A Group Having a Cyclic Sylow 2-Subgroup Has a Normal Subgroup. I want to prove the following:


Let $G$ be a group of order $2^nm$, where $m$ is odd, having a cyclic Sylow $2$-subgroup.
    Then $G$ has a normal subgroup of order $m$.


ATTEMPT:
We will show that $G$ has a subgroup of order $m$.
Let $\theta:G\to \text{Sym}(G)$ be the homomorphism which is defined as
$$
 \theta(g)=t_g,
 \quad
 \forall g\in G
$$
where $t_g:G\to G$ is defined as:
$$
 t_g(x)=gx,
 \quad
 \forall x\in G.
$$
Let $g$ be an element of order $2^n$ in $G$.
(There exists such an element since $G$ has a cyclic Sylow $2$-subgroup.)
The cyclce representation of $t_g$ is a product of $m$ disjoint cycles each of length $2^n$.
Therefore $t_g$ is an odd permutation.
Thus the homomorphism $\epsilon\circ \theta:G\to\{\pm 1\}$, where $\epsilon:\text{Sym}\to\{\pm 1\}$ is the sign homomorphism, is a surjection.
By the First Isomprphism Theorem, we conclude that the kernel $K$ of $\epsilon\circ \theta$ is of order $2^{n-1}m$.
If $n$ were equal to $1$ then we are done.
If $n>1$ then note that any Sylow $2$-subgroup of $K$ is also cyclic.
This is because each Sylow $2$-subgroup of $K$ is contained in a Sylow $2$-subgroup of $G$, where the latter is cyclic.
Now we can inductively show that $K$ has a subgroup of order $m$.

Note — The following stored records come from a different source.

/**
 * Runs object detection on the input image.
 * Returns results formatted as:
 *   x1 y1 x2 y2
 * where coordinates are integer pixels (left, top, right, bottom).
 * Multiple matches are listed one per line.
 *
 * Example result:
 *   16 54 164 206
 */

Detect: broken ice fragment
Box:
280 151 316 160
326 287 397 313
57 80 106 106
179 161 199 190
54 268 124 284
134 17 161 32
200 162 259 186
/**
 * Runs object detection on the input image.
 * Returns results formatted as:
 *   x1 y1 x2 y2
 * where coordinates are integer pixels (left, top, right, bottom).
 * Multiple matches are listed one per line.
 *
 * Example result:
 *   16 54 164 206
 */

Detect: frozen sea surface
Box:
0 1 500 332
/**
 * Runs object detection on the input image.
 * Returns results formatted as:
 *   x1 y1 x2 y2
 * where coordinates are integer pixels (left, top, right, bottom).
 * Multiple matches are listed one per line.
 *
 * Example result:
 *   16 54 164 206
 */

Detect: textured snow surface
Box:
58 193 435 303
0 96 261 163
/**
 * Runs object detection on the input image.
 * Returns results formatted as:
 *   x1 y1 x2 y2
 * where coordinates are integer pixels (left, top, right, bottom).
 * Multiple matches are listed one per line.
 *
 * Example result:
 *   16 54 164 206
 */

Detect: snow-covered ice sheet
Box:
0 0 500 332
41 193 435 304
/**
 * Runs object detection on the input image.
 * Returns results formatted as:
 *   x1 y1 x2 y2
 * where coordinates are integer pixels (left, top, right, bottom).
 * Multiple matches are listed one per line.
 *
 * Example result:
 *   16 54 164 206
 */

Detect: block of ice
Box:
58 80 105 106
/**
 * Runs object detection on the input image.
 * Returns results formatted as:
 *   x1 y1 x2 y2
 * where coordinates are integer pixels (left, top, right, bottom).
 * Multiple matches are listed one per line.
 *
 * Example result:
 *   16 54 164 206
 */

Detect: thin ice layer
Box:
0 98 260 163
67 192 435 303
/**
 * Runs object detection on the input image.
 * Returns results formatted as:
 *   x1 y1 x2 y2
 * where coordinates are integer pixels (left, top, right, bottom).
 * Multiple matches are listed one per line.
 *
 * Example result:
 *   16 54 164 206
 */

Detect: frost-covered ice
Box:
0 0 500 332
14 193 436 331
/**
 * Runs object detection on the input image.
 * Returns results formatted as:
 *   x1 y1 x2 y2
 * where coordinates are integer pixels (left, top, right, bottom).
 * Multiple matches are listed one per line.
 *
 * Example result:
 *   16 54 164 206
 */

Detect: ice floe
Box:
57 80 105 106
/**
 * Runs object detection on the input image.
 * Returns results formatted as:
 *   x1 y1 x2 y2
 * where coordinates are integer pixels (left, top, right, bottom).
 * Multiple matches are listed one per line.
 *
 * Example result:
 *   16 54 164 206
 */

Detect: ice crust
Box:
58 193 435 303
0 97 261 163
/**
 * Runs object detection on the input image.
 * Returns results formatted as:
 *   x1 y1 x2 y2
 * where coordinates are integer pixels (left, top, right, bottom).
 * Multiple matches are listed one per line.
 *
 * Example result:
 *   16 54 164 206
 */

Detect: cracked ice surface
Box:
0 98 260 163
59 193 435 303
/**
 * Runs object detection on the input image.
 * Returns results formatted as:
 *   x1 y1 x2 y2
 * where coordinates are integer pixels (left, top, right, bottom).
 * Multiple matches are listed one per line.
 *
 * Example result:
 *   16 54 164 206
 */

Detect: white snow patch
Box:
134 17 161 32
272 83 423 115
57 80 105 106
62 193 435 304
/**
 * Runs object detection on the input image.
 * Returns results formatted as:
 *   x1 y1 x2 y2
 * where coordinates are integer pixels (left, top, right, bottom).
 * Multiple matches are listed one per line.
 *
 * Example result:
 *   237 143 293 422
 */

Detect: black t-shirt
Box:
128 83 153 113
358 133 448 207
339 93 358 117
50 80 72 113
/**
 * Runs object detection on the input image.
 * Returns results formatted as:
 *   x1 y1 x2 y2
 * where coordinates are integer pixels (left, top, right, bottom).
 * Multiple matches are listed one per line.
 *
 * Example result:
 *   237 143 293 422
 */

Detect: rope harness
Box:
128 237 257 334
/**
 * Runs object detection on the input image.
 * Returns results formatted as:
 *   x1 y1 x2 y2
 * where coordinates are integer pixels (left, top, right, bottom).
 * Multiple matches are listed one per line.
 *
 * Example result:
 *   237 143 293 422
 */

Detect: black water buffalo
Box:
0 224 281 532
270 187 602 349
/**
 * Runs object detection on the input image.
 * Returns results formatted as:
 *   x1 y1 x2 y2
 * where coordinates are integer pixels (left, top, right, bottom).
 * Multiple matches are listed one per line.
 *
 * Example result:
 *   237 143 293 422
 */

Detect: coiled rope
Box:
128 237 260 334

What I am struggling with is showing the normality.
Can anybody please help me with this.
Thanks.
 A: Claim: If a group of order $2^nm$, $m$ odd, has cyclic Sylow-2 subgroup, then $G$ has unique subgroup of order $m$. 
Proof: Induction on $n$- for $n=1$, as you showed, the kernel $K$ has order $m$, which is a normal subgroup. If there is another subgroup $H$ of order $m$, then the product $KH$ is a subgroup (since $K\trianglelefteq G$) of odd order (equal to $|H|.|K|/|H\cap K|$), and is bigger than $m$ (since $H\neq K$), which is impossible since the largest odd order dividing $|G|$ is $m$.
Suppose theorem is proved for groups of order $2m, 2^2m, \cdots, 2^{n-1}m$ (containing cyclic Sylow-$2$). Let $|G|=2^nm$, with cyclic Sylow-2. As you noted, kernel $K$ has order $2^{n-1}m$, which contains unique subgroup of order $m$ (by induction), say it is $L$. Thus $L$ is characteristic in $K$ and as $K$ is normal in $G$, it follows that $L\trianglelefteq G$. 
Again, as in previous paragraph (at the starting of proof), we can conclude that $G$ has unique subgroup of order $m$, a stronger conclusion than you expected.
(Very Simple Exercise: $H$ is characteristic in $K$ and $K\trianglelefteq G$ $\Rightarrow$ $H\trianglelefteq G$. Just apply definition otherwise see this)
A: To complete your proof (normality part), we induction on $n$.
$n =1$ case is clear. Suppose $n>1$. Let $H = \langle g\rangle$ which is Sylow $2$-subgroup of $G$. $K$ is normal in $G$ so the intersection $K\cap H$ is a Sylow $2$-subgroup of $K$ whose order is $2^{n-1}$ and cyclic. Hence by induction on $n$, there is a normal subgroup $N\triangleleft K$ with order $m$. $(\dagger)$ Such normal subgroup $N$ is unique in $K$. For each $g\in G$, $gNg^{-1}<gKg^{-1} = K$ with order $m$ so $gNg{-1} = N$. Hence, $N\triangleleft G$ with order $m$.
$(\dagger)$ Let $N'$ be any subgroup of $K$ with odd order. Consider a quotient map $K\to K/N$. Since $|K/N| = 2^{n-1}$, the image of odd order subgroup $N'$ must be trivial so $N'$ is contained in the kernel of this map which is $N$.
Note that $(\dagger)$ argument also shows $N\triangleleft G$ is unique normal subgroup of order $m$.